ALOES 2016 pre-conference workshop

Pre-conference workshop : learner scoring and automatic assessment for spoken data ?

Thursday 31 March 2016

Bâtiment Olympe de Gouges, room 147, 1st floor
Salle 147, 1e étage

8h50 Welcome

9h10 Nicolas Ballier Introduction

9h20 Nicolas Ballier (Paris Diderot, CLILLAC-ARP) : Metrics for written and spoken data : an overview

09h40 Philippe Martin (Paris Diderot, LLF): WinPitch LTL and forced alignment for syllable division variability

10h10 Philippe Martin, Nicolas Ballier & Maelle Amand : Rhythmic variation and speaker classification

10h40 Thomas Gaillat (Paris Diderot, CLILLAC-ARP) : Applying complexity metrics as posthoc placement tests

10h50 discussion


11h15 Daniel Hirst (Aix-Marseille university, Laboratoire Parole et Langage, Aix-en-Provence) Providing visual and auditory feedback for improving L2 prosody. A demonstration with ProZed.

11h45 Sophie Herment & Anne Tortel (Aix-Marseille university, Laboratoire Parole et Langage, Aix-en-Provence) The pronunciation of unstressed initial <e> by French learners of English: perspectives for automatic assessment

It is acknowledged that learners often produce a transfer from L1 to L2 (see Gut 2009 amongst others). L1 vowels will therefore tend to be pronounced instead of the appropriate L2 vowels. This is even more problematic in the case of unstressed reduced vowels for French learners of English. Even advanced learners show difficulty: if they often display a very good realization of stressed syllables (especially vowels), they tend to fail pronouncing unstressed syllables properly, and more particularly reduced vowels. This is due to the fact that the two languages are rhythmically completely different since French syllables can hardly ever be reduced. The present study follows up on Tortel & Herment (2015), which focuses on the pronunciation of unstressed initial <e> by native English speakers and shows that a process of weak vowel centralizing and raising in initial position takes place, with a neutralization of the opposition between /ə/, /ɪ/ and /e/ in this context. Here we examine the pronunciation of the same vowel by French learners of English. The analyses are also based on the AixOx corpus (Herment et al. 2012, 2014), which is a collection of read speech. The same 40 one-minute passages are read by 10 native English speakers and 20 French learners of English divided into 2 groups (beginners and advanced). The aim is (i) to examine the realizations by the two groups of learners and (ii) to compare them to the realisations produced by the natives (from Tortel & Herment 2015). Our study underlines the importance of the vocalic reduction issue and should constitute a guideline for teaching English and especially English rhythm. The ultimate goal will be to contribute to the elaboration of an automatic evaluation of prosody and more particularly provide evaluative rhythmic criteria for the speech of French learners of English (Tortel, 2009).
14h30 Maelle Amand & Zakaria Touhami (Paris Diderot, CLILLAC-ARP) Could you say /lӕp˺tʰɒp˺ /? The acquisition of unreleased and aspirated stops by French learners of English: perspectives for automatic assessment.

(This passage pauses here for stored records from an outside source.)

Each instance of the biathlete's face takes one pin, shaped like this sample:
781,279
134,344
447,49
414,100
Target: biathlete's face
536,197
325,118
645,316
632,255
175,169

Stop unrelease and stop aspiration is an important criterion in English pronunciation teaching (Rojczyk 2013) and should be the object of specific training for students majoring in English studies since French speakers rarely unrelease sentence final stops (Von Dommeln 1983) and do not aspirate plosives. This three-phase study involves 30 second year students of English. During phase 1, two groups were asked to read expressions containing medial and final voiceless stops. In phase 2, one group watched an explanatory video before reading the same expressions over again. The second group served as control group. Phase 3 checked the durability of the acquisition of stop non-release and aspiration with both groups being asked to read the same sentences one month later. The automatic extraction of VOTs and detection of bursts with Praat enabled us to rate the students’ performance. Results showed that the non-release of sentence final plosives and stop VOTs (voice onset time) were significantly closer to native speech patterns amongst the students who had watched the video. Based on these results we suggest ways to build computer-aided pronunciation tasks (Kröger & al. 2010) using Praat, MCA in R and detailed assessment grids given to students during training.

15h00 Adrien Méli (Paris Diderot, CLILLAC-ARP) Formant analysis of learner data : formant tracking vs. mid-temporal values ?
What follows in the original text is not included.